当林娜在为遗嘱事烦恼时,韩宇正带着辫子刘这帮徒弟们在洺水河边钓鱼,尽管韩宇平时话不多,可一提起钓鱼,他总有很多话要说,有很多道理要讲。
“去河边钓鱼,第一个重点是要选择好的位置,也就是钓位,选准了,就已经成功一半。”韩宇带着几个徒弟边走边讲,真像那么一回事,“钓鱼界有一句话,‘钓鱼离不开草,离开草等于瞎胡跑’。”

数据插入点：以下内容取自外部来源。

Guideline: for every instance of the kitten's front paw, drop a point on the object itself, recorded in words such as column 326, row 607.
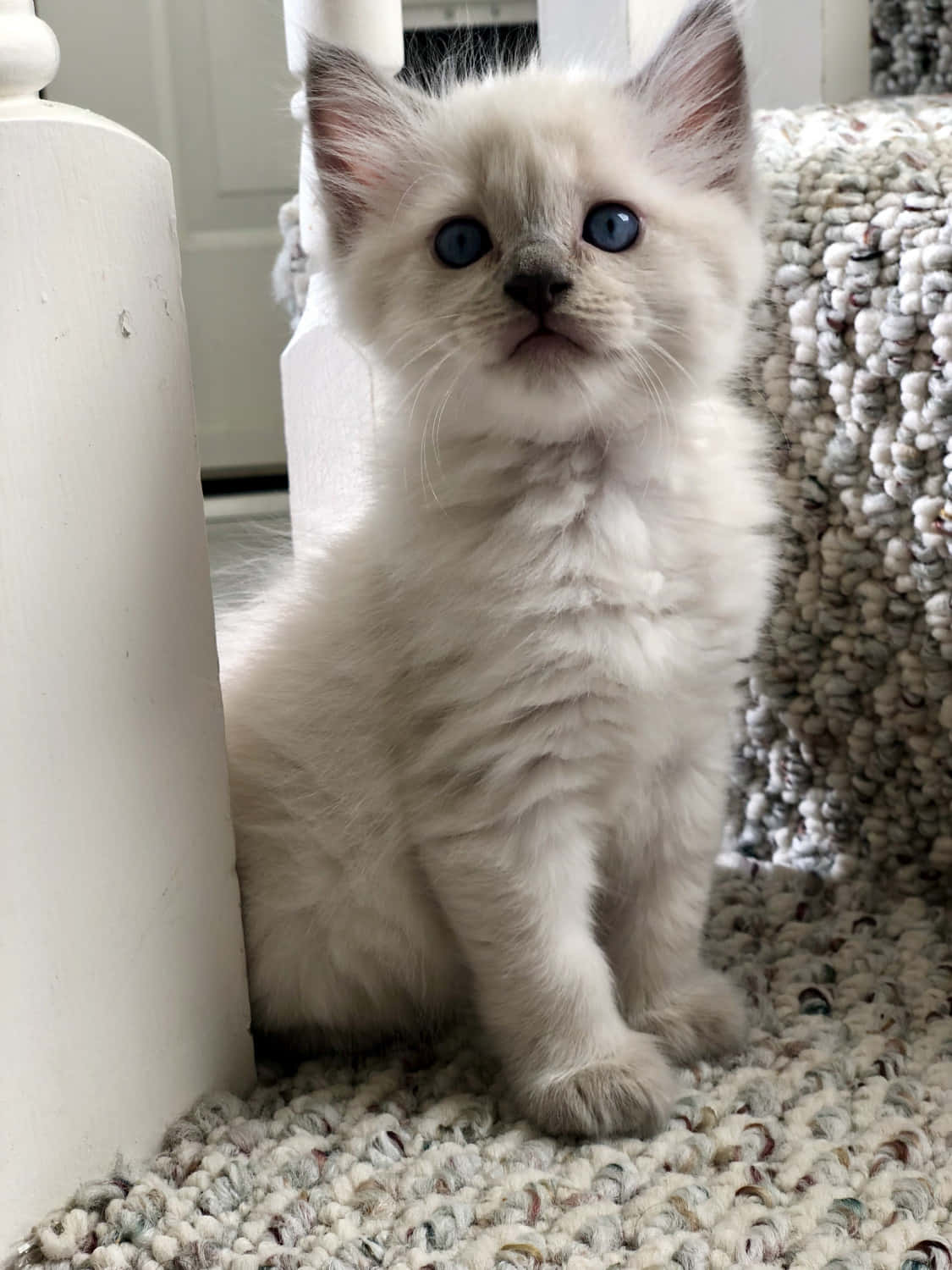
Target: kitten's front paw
column 700, row 1018
column 630, row 1091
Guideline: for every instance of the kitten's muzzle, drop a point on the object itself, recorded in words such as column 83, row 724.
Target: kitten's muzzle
column 538, row 291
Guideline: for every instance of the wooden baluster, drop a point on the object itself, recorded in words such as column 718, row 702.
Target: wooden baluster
column 122, row 986
column 327, row 380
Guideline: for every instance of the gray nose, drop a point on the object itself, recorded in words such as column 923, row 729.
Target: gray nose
column 537, row 291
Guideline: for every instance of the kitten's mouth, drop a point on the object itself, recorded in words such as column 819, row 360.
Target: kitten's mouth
column 543, row 340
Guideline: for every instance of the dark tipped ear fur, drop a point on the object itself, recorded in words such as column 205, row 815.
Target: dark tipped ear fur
column 696, row 88
column 360, row 122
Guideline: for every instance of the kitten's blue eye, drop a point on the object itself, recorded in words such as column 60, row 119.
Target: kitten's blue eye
column 611, row 228
column 461, row 241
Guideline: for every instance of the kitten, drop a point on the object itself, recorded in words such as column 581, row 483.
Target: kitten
column 479, row 749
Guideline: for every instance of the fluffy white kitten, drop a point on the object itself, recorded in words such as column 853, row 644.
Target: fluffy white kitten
column 479, row 751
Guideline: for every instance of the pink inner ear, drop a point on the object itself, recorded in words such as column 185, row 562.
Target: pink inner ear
column 345, row 150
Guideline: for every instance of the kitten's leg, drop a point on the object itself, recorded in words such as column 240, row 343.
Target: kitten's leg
column 520, row 902
column 658, row 894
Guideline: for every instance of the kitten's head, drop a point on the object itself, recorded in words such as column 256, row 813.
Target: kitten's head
column 548, row 251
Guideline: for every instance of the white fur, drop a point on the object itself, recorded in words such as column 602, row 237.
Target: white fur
column 479, row 749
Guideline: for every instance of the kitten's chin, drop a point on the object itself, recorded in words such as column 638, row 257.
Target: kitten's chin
column 545, row 396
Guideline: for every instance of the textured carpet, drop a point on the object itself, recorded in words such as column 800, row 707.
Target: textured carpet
column 828, row 1146
column 830, row 1143
column 911, row 46
column 847, row 747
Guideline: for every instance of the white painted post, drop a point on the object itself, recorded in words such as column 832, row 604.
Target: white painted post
column 327, row 381
column 800, row 53
column 122, row 987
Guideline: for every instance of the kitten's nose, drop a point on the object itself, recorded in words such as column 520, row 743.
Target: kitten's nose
column 538, row 292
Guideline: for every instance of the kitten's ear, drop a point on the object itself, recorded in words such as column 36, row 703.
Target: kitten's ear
column 360, row 124
column 696, row 91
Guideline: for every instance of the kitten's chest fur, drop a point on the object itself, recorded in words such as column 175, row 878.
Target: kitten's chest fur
column 575, row 617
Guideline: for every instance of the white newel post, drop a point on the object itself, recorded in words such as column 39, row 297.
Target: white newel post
column 800, row 53
column 122, row 987
column 327, row 381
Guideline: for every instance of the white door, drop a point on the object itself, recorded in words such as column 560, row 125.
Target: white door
column 206, row 83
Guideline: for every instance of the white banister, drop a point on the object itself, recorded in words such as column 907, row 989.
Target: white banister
column 122, row 987
column 327, row 381
column 800, row 53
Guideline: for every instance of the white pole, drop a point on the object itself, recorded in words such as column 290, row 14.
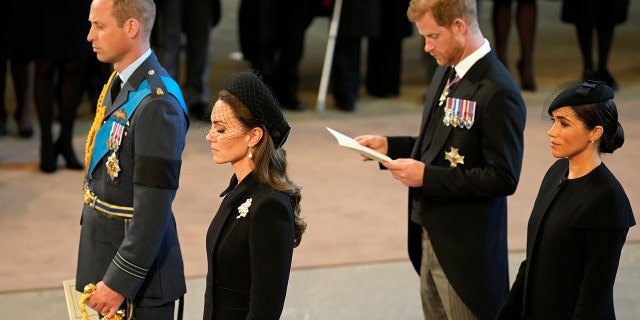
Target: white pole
column 328, row 56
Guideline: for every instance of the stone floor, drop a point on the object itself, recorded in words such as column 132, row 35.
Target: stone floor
column 352, row 263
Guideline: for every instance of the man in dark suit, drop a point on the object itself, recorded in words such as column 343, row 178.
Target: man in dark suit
column 129, row 244
column 462, row 166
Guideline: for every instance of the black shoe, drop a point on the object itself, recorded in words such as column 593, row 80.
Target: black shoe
column 25, row 132
column 383, row 94
column 347, row 107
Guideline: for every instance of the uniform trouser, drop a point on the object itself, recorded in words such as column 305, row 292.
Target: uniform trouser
column 439, row 299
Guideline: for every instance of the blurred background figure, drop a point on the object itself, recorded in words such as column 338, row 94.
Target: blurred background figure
column 60, row 58
column 191, row 20
column 359, row 19
column 12, row 58
column 526, row 16
column 272, row 36
column 384, row 53
column 602, row 17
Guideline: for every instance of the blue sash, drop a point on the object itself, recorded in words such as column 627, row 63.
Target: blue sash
column 100, row 148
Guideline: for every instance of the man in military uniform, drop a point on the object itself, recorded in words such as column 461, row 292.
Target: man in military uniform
column 129, row 251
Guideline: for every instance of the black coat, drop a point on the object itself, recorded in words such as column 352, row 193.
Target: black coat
column 464, row 209
column 575, row 235
column 249, row 257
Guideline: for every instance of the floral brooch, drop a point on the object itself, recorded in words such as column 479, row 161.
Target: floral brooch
column 243, row 209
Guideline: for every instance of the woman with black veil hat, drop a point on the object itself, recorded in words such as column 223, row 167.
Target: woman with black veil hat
column 251, row 238
column 580, row 218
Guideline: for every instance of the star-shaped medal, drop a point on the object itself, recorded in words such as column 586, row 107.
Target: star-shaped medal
column 454, row 157
column 113, row 166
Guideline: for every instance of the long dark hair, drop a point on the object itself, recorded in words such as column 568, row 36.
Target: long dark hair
column 271, row 162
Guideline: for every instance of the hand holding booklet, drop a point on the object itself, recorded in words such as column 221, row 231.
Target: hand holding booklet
column 348, row 142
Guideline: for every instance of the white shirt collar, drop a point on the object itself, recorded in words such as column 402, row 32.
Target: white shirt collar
column 128, row 71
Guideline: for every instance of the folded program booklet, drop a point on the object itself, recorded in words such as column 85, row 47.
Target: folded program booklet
column 348, row 142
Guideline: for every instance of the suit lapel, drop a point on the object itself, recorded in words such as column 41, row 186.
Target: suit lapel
column 431, row 102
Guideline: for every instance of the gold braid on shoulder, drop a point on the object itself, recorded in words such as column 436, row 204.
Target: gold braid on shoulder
column 97, row 122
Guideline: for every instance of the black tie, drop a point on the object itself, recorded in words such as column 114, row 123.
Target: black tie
column 116, row 85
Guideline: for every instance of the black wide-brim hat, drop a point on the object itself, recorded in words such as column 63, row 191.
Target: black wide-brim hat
column 254, row 93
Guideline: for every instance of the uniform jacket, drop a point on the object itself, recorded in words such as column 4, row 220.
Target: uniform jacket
column 575, row 235
column 464, row 208
column 249, row 257
column 146, row 263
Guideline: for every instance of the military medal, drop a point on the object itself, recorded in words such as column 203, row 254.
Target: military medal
column 453, row 157
column 459, row 112
column 113, row 143
column 113, row 166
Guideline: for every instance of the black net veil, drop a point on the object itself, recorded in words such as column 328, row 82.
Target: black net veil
column 249, row 88
column 576, row 93
column 555, row 92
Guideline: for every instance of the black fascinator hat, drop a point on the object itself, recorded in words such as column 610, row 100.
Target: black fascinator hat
column 586, row 92
column 249, row 88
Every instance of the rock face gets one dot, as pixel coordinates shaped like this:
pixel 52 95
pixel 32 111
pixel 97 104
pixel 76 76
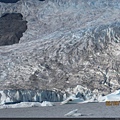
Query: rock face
pixel 67 43
pixel 11 28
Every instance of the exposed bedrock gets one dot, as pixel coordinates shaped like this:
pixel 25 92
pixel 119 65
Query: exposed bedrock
pixel 11 28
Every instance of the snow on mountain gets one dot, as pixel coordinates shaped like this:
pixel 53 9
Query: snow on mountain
pixel 67 43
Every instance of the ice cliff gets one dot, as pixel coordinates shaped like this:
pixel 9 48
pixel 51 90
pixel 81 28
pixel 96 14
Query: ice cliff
pixel 67 43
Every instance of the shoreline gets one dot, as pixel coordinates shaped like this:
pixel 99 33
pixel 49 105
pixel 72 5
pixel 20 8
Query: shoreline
pixel 89 110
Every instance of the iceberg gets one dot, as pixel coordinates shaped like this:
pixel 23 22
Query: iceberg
pixel 115 96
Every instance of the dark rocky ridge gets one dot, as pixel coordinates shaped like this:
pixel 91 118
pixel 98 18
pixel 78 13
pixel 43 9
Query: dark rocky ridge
pixel 11 28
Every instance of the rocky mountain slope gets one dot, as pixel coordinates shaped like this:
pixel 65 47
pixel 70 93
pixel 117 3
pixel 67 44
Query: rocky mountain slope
pixel 67 43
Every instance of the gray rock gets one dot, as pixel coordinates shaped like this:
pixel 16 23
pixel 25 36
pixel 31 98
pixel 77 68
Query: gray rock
pixel 11 28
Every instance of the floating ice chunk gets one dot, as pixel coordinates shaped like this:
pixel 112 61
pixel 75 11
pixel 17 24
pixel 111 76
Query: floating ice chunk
pixel 46 103
pixel 115 96
pixel 71 112
pixel 72 99
pixel 21 105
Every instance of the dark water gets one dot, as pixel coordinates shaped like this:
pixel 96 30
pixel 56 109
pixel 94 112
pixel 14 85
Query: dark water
pixel 9 1
pixel 13 1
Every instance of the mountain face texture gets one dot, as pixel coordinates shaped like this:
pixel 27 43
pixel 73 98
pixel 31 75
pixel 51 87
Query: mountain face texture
pixel 11 28
pixel 67 43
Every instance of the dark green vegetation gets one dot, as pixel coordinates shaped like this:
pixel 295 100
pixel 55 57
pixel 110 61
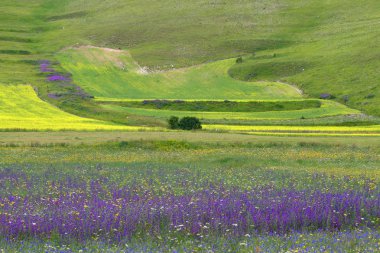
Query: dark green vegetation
pixel 222 106
pixel 320 46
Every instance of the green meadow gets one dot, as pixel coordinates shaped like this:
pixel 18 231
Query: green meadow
pixel 287 93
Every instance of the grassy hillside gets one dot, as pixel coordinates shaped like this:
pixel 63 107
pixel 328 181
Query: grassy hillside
pixel 321 46
pixel 315 45
pixel 115 74
pixel 21 109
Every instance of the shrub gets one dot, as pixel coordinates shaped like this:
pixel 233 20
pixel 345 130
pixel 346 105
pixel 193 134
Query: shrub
pixel 190 123
pixel 326 96
pixel 173 122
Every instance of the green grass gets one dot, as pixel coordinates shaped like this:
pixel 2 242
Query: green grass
pixel 320 46
pixel 284 42
pixel 328 108
pixel 115 74
pixel 221 106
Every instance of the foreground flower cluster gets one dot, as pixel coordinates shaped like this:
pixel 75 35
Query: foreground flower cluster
pixel 97 209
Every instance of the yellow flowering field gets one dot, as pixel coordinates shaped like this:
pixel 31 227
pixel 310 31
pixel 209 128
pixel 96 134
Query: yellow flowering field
pixel 20 108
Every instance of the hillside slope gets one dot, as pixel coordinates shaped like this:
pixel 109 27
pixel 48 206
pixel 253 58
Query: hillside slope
pixel 328 46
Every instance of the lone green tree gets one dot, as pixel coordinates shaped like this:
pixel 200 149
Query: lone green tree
pixel 173 122
pixel 190 123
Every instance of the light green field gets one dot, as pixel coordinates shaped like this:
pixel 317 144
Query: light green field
pixel 114 74
pixel 183 46
pixel 320 46
pixel 21 109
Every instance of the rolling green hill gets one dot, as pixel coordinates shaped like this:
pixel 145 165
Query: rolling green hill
pixel 187 50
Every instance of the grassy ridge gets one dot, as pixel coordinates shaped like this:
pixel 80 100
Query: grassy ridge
pixel 318 45
pixel 92 68
pixel 328 108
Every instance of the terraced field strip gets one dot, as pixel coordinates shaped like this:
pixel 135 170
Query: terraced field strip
pixel 300 130
pixel 328 108
pixel 92 68
pixel 21 109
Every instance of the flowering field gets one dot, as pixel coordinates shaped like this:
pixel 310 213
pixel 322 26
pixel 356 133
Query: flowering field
pixel 186 197
pixel 373 130
pixel 20 108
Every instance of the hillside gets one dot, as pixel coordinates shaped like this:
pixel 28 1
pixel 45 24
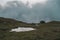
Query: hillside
pixel 45 31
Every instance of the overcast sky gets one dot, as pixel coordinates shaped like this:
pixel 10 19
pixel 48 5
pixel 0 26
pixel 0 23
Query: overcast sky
pixel 41 10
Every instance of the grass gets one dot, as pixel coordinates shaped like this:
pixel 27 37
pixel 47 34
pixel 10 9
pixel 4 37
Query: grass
pixel 45 31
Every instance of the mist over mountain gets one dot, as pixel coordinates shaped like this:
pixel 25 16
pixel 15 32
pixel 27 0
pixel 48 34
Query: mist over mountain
pixel 22 12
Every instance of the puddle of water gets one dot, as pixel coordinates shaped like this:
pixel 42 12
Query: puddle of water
pixel 21 29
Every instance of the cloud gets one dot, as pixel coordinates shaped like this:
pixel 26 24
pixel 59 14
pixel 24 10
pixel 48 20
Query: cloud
pixel 20 11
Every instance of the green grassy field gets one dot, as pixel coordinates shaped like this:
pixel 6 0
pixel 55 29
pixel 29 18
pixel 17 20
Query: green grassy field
pixel 45 31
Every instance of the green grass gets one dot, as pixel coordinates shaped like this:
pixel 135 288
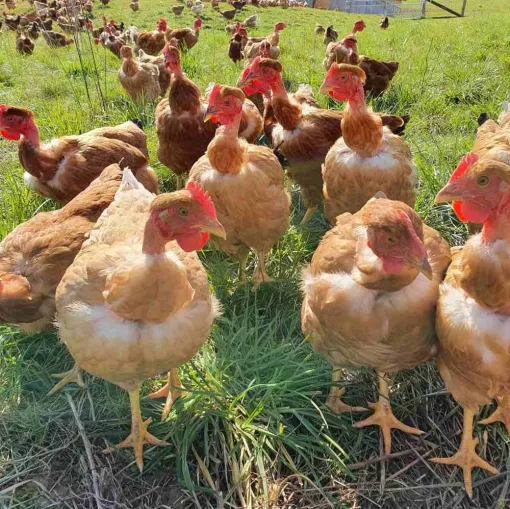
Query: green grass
pixel 255 416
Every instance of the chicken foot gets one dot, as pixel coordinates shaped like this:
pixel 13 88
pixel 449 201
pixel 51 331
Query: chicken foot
pixel 501 414
pixel 139 434
pixel 334 401
pixel 260 274
pixel 383 416
pixel 466 457
pixel 171 391
pixel 310 211
pixel 68 377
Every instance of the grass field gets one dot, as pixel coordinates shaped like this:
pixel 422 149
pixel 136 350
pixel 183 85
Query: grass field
pixel 253 428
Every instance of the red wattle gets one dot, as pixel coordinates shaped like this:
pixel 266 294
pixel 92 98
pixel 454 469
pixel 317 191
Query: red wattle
pixel 10 136
pixel 457 208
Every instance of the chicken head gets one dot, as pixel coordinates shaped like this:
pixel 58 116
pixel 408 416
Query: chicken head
pixel 344 82
pixel 172 57
pixel 16 122
pixel 225 104
pixel 394 239
pixel 478 190
pixel 263 74
pixel 187 216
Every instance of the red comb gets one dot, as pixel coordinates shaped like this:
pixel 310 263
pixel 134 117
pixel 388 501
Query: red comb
pixel 214 92
pixel 197 193
pixel 468 160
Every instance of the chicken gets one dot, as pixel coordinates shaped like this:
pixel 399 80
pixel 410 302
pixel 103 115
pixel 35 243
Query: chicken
pixel 110 42
pixel 11 22
pixel 251 22
pixel 368 158
pixel 345 51
pixel 151 42
pixel 331 35
pixel 369 299
pixel 65 166
pixel 233 28
pixel 197 8
pixel 474 304
pixel 378 74
pixel 228 14
pixel 235 47
pixel 159 61
pixel 35 255
pixel 186 37
pixel 56 39
pixel 273 38
pixel 23 44
pixel 136 300
pixel 182 132
pixel 297 128
pixel 245 183
pixel 139 80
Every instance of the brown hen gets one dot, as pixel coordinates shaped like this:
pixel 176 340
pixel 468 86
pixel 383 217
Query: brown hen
pixel 369 299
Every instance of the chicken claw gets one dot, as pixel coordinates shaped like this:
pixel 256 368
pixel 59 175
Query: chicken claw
pixel 139 434
pixel 466 457
pixel 337 406
pixel 501 414
pixel 171 391
pixel 68 377
pixel 383 416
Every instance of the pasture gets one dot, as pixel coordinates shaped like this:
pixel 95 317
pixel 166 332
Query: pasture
pixel 253 428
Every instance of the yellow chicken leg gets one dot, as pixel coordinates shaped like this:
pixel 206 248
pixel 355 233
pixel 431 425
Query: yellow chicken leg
pixel 139 434
pixel 171 391
pixel 501 414
pixel 466 457
pixel 260 274
pixel 310 211
pixel 383 416
pixel 68 377
pixel 334 401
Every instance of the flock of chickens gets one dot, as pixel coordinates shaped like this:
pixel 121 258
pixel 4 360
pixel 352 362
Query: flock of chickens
pixel 117 268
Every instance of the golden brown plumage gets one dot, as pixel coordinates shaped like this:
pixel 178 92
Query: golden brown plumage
pixel 23 44
pixel 474 304
pixel 366 300
pixel 34 256
pixel 134 302
pixel 65 166
pixel 297 128
pixel 139 80
pixel 245 183
pixel 367 158
pixel 182 133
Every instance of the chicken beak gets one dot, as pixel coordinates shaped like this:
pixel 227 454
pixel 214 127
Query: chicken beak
pixel 426 269
pixel 450 192
pixel 325 87
pixel 243 82
pixel 210 112
pixel 214 227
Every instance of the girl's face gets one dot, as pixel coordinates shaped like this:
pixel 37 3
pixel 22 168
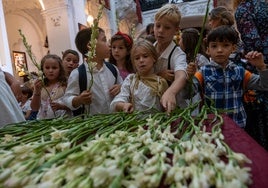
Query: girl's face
pixel 119 50
pixel 220 51
pixel 102 48
pixel 51 69
pixel 143 61
pixel 164 30
pixel 70 62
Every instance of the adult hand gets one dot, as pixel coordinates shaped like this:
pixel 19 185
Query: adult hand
pixel 167 74
pixel 168 101
pixel 114 90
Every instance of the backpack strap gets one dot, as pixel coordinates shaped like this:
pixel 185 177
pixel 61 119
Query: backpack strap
pixel 246 79
pixel 112 68
pixel 82 85
pixel 198 75
pixel 169 57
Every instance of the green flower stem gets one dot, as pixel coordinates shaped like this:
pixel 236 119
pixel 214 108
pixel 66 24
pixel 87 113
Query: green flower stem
pixel 33 59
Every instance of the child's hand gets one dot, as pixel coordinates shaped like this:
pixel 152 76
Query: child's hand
pixel 256 59
pixel 85 97
pixel 127 107
pixel 167 74
pixel 37 86
pixel 115 89
pixel 191 69
pixel 56 106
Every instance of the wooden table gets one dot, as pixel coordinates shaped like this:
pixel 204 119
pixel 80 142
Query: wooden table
pixel 241 142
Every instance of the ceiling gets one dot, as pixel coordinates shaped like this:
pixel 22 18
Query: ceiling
pixel 13 5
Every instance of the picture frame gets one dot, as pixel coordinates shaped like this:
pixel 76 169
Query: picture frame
pixel 20 62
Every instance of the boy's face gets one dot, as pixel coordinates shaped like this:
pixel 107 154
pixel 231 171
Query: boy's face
pixel 102 47
pixel 164 30
pixel 143 61
pixel 220 51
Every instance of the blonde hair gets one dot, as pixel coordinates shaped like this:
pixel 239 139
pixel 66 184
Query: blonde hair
pixel 223 14
pixel 147 46
pixel 171 12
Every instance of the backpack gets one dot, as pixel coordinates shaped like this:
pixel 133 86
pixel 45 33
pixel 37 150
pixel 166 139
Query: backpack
pixel 83 82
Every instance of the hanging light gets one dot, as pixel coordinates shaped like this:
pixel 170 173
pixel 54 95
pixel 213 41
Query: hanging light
pixel 90 20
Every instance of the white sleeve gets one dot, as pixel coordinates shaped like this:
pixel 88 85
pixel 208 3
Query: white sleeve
pixel 125 92
pixel 72 89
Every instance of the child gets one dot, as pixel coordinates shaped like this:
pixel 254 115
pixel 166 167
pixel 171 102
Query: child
pixel 141 91
pixel 106 78
pixel 25 101
pixel 121 45
pixel 223 82
pixel 188 42
pixel 171 63
pixel 11 111
pixel 220 16
pixel 70 61
pixel 47 98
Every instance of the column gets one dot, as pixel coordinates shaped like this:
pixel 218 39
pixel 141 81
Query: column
pixel 5 59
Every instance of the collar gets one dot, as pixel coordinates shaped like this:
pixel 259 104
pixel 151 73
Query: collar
pixel 167 51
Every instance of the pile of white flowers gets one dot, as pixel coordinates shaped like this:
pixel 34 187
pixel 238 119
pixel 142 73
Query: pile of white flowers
pixel 121 150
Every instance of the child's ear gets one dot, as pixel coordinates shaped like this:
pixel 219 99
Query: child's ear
pixel 234 47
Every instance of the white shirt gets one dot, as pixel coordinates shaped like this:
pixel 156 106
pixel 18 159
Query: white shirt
pixel 142 96
pixel 11 111
pixel 103 80
pixel 177 60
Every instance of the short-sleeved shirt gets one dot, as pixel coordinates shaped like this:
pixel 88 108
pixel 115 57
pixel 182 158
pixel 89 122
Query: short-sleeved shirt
pixel 103 80
pixel 177 59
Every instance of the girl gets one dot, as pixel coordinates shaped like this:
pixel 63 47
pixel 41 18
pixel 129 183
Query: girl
pixel 141 91
pixel 70 61
pixel 121 45
pixel 11 112
pixel 48 99
pixel 105 85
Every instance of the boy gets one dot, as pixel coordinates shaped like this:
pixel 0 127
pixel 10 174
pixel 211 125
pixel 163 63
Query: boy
pixel 171 63
pixel 106 78
pixel 223 82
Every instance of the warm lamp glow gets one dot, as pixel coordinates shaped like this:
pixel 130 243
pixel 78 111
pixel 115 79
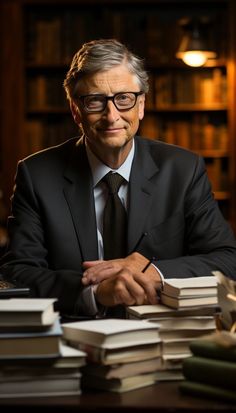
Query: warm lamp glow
pixel 194 59
pixel 193 48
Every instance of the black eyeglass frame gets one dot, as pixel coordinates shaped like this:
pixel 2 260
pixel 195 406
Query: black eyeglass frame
pixel 106 98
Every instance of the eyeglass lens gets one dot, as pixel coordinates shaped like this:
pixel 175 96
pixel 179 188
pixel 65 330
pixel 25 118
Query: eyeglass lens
pixel 98 103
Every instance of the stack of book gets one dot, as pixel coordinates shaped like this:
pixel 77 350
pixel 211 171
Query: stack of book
pixel 211 370
pixel 180 323
pixel 189 292
pixel 122 355
pixel 34 361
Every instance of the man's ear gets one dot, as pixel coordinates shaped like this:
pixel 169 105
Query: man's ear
pixel 141 106
pixel 75 112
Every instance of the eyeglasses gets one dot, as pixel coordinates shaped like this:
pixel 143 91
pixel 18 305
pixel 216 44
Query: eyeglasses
pixel 98 102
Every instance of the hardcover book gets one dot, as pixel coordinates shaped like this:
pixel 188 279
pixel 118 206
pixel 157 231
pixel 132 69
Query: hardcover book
pixel 24 312
pixel 31 344
pixel 112 333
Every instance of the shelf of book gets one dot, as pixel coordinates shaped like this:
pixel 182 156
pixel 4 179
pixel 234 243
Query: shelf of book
pixel 186 106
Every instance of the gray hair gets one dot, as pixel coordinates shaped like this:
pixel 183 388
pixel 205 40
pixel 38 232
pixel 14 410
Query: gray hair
pixel 101 55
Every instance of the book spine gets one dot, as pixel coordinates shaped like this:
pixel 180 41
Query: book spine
pixel 210 371
pixel 205 390
pixel 212 350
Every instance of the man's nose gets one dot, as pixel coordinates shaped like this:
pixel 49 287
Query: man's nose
pixel 111 112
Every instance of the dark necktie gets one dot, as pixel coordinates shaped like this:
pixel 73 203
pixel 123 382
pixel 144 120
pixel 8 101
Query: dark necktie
pixel 114 219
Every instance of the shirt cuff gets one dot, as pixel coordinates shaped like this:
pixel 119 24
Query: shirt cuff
pixel 86 303
pixel 160 274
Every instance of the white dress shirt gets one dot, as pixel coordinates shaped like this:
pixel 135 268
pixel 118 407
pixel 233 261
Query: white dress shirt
pixel 99 170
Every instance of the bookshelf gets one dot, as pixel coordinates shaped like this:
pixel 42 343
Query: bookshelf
pixel 191 107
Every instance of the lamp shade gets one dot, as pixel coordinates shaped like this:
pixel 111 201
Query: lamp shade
pixel 193 48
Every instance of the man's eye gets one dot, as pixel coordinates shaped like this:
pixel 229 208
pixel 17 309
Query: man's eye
pixel 94 100
pixel 122 99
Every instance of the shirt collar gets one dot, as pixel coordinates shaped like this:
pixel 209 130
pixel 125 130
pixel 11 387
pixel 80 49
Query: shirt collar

“师傅,一提钓鱼你的话就没完没了,徒弟们相信你的技术,你说吧,我们坐哪儿,怎样钓?”
“对对对,你让我们坐哪儿,我们坐哪钓不就得了。”
“好,我不多说,说多你们这帮孙子们也不听,这样,辫子刘带俩兄弟去前边那个芦苇丛,紧挨着芦苇钓……小钱,你和‘孙大圣’对远处那片芦苇,用最长的鱼竿在芦苇间的水道上下钩,把刚才买的几包鱼饵,用水和成几个拳头大小的饵团,扔到钩附近,做出一个大大的鱼窝子,也就是诱鱼区,保证你们能上在大鱼。”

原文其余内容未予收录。